Play through this several times, with images of increasing difficulty.

Wrap Up (15 min)

Flash Chat: What did we learn?

  • What did we learn today?
  • Was it easier or harder than you thought it would be to describe an image to one another?
  • Did any group end up having arrangements that all matched?
  • Can you share some tricks that you came up with that helped your group match the Image Card exactly?


Having students write about what they learned, why it’s useful, and how they feel about it can help solidify any knowledge they obtained today and build a review sheet for them to look to in the future.

Journal Prompts:

  • What did you learn today?
  • How do you feel about today's lesson?
  • Can you think of tricks to make it easier to describe tangram pictures to a partner?
  • Describe why you might want to be very detailed when creating algorithms for writing code.

Assessment (10 min)

Real-Life Algorithms: Tangrams - Assessment

Pass out the assessment and allow time for students to complete it.
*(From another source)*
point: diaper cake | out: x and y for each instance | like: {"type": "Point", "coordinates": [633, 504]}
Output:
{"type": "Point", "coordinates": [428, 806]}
If there is extra time, go over the answers as a class.

Standards Alignment

View full course alignment

CSTA K-12 Computer Science Standards (2017)

AP - Algorithms & Programming
  • 1B-AP-11 - Decompose (break down) problems into smaller, manageable subproblems to facilitate the program development process.
  • 1B-AP-15 - Test and debug (identify and fix errors) a program or algorithm to ensure it runs as intended.
  • 1B-AP-16 - Take on varying roles, with teacher guidance, when collaborating with peers during the design, implementation and review stages of program development.
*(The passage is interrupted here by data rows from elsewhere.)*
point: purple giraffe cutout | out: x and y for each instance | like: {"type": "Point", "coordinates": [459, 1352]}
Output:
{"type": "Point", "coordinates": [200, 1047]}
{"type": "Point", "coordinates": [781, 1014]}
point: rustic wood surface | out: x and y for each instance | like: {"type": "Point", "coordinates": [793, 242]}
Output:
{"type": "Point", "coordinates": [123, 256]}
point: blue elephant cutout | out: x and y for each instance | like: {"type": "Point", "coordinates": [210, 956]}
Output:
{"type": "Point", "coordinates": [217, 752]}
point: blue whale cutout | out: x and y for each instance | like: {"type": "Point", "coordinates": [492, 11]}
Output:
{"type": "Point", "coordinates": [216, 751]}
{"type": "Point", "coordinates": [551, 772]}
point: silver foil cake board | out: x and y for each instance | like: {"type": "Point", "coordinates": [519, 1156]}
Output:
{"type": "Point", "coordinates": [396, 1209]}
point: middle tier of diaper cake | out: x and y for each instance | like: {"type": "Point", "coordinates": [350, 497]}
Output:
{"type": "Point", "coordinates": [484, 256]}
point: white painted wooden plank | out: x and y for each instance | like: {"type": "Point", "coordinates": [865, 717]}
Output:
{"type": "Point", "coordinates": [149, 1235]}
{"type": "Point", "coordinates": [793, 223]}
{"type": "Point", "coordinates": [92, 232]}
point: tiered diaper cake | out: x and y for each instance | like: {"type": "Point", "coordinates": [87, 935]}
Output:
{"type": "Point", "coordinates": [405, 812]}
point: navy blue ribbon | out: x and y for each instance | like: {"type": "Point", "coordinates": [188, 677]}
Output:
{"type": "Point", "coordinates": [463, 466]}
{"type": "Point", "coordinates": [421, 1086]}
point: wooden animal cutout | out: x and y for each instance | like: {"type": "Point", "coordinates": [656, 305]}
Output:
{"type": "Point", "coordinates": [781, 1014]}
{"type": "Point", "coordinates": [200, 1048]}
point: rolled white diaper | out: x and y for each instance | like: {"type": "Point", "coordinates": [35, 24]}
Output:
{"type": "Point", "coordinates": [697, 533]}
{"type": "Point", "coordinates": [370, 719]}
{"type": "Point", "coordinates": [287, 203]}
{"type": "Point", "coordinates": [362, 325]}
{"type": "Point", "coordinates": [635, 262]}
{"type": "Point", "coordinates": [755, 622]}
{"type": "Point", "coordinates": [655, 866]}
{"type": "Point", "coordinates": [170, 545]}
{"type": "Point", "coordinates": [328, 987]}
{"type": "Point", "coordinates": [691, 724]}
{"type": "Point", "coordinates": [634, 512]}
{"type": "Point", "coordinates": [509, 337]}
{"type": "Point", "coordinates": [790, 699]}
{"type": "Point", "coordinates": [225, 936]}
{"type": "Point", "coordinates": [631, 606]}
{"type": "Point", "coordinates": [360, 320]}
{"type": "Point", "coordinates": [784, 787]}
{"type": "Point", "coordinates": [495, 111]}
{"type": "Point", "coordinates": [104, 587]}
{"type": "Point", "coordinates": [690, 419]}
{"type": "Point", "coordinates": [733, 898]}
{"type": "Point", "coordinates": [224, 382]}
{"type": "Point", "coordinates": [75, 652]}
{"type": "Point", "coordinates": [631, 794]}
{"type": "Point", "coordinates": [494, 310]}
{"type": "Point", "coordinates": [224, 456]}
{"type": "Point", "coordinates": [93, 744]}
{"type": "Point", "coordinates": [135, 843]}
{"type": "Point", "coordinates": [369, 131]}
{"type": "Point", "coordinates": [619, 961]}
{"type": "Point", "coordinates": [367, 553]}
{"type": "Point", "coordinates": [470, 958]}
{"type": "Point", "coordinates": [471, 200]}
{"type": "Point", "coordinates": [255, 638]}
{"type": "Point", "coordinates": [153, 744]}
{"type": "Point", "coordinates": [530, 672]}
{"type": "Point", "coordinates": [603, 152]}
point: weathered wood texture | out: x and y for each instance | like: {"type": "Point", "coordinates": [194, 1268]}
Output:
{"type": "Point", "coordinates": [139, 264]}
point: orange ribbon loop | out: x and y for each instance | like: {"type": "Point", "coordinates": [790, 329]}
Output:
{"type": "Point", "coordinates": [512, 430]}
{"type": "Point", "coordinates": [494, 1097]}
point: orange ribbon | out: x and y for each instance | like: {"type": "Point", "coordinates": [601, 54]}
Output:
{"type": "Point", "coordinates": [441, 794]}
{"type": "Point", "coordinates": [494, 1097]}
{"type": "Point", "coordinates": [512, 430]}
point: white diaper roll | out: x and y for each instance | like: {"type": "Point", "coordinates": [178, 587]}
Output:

Cross-curricular Opportunities

This list represents opportunities in this lesson to support standards in other content areas.

Common Core English Language Arts Standards

L - Language
  • 5.L.6 - Acquire and use accurately grade-appropriate general academic and domain-specific words and phrases, including those that signal contrast, addition, and other logical relationships (e.g., however, although, nevertheless, similarly, moreover, in addition).
SL - Speaking & Listening
  • 5.SL.1 - Engage effectively in a range of collaborative discussions (one-on-one, in groups, and teacher-led) with diverse partners on grade 5 topics and texts, building on others’ ideas and expressing their own clearly.
  • 5.SL.1.a - Come to discussions prepared, having read or studied required material; explicitly draw on that preparation and other information known about the topic to explore ideas under discussion.
  • 5.SL.4 - Report on a topic or text or present an opinion, sequencing ideas logically and using appropriate facts and relevant, descriptive details to support main ideas or themes; speak clearly at an understandable pace.
  • 5.SL.6 - Adapt speech to a variety of contexts and tasks, using formal English when appropriate to task and situation.
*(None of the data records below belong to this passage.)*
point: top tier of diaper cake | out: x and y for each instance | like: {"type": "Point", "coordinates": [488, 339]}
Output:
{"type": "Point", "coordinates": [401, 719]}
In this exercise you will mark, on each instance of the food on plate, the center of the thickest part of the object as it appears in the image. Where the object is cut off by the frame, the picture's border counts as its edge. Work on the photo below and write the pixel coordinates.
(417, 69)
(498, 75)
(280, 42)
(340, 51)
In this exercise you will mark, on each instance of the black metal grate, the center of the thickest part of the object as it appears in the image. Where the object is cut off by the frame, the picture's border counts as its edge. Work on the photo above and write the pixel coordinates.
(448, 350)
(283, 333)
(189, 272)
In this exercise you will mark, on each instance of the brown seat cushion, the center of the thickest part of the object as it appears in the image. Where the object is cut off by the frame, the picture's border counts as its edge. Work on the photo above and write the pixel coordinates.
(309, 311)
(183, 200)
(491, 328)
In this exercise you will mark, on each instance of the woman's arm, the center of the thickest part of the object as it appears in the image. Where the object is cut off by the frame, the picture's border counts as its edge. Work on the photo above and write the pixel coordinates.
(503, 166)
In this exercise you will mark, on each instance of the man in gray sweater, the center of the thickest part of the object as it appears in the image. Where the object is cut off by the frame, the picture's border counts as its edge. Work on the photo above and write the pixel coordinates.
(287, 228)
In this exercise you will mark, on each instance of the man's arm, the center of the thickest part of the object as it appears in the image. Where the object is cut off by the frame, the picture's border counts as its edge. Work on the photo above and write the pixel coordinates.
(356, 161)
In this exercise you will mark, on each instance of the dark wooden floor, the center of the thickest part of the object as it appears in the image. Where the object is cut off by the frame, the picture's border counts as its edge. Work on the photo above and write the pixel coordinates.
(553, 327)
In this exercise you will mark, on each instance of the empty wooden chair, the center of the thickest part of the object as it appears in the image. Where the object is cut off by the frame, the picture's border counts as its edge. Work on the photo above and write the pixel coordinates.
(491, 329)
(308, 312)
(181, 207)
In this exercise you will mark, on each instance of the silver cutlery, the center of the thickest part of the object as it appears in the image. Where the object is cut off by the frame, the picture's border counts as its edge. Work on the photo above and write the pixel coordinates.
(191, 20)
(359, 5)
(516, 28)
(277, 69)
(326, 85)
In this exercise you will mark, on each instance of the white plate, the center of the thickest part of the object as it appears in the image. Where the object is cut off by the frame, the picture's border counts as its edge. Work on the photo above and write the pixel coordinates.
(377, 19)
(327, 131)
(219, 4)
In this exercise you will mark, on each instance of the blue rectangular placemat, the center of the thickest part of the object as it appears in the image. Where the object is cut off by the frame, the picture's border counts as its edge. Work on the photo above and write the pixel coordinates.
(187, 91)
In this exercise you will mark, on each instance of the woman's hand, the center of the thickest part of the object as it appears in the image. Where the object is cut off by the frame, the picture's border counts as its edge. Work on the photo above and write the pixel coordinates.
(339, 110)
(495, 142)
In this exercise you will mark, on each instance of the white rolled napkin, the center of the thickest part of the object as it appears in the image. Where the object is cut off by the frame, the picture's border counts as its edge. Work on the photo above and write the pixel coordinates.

Common Core Math Standards

G - Geometry
  • 5.G.3 - Understand that attributes belonging to a category of two- dimensional figures also belong to all subcategories of that category. For example, all rectangles have four right angles and squares are rectangles, so all squares have four right angles.
MP - Math Practices
  • MP.1 - Make sense of problems and persevere in solving them
  • MP.2 - Reason abstractly and quantitatively
  • MP.3 - Construct viable arguments and critique the reasoning of others
  • MP.4 - Model with mathematics
  • MP.5 - Use appropriate tools strategically
  • MP.6 - Attend to precision
  • MP.7 - Look for and make use of structure
  • MP.8 - Look for and express regularity in repeated reasoning

Next Generation Science Standards

ETS - Engineering in the Sciences
ETS1 - Engineering Design
  • 3-5-ETS1-1 - Define a simple design problem reflecting a need or a want that includes specified criteria for success and constraints on materials, time, or cost.
  • 3-5-ETS1-2 - Generate and compare multiple possible solutions to a problem based on how well each is likely to meet the criteria and constraints of the problem.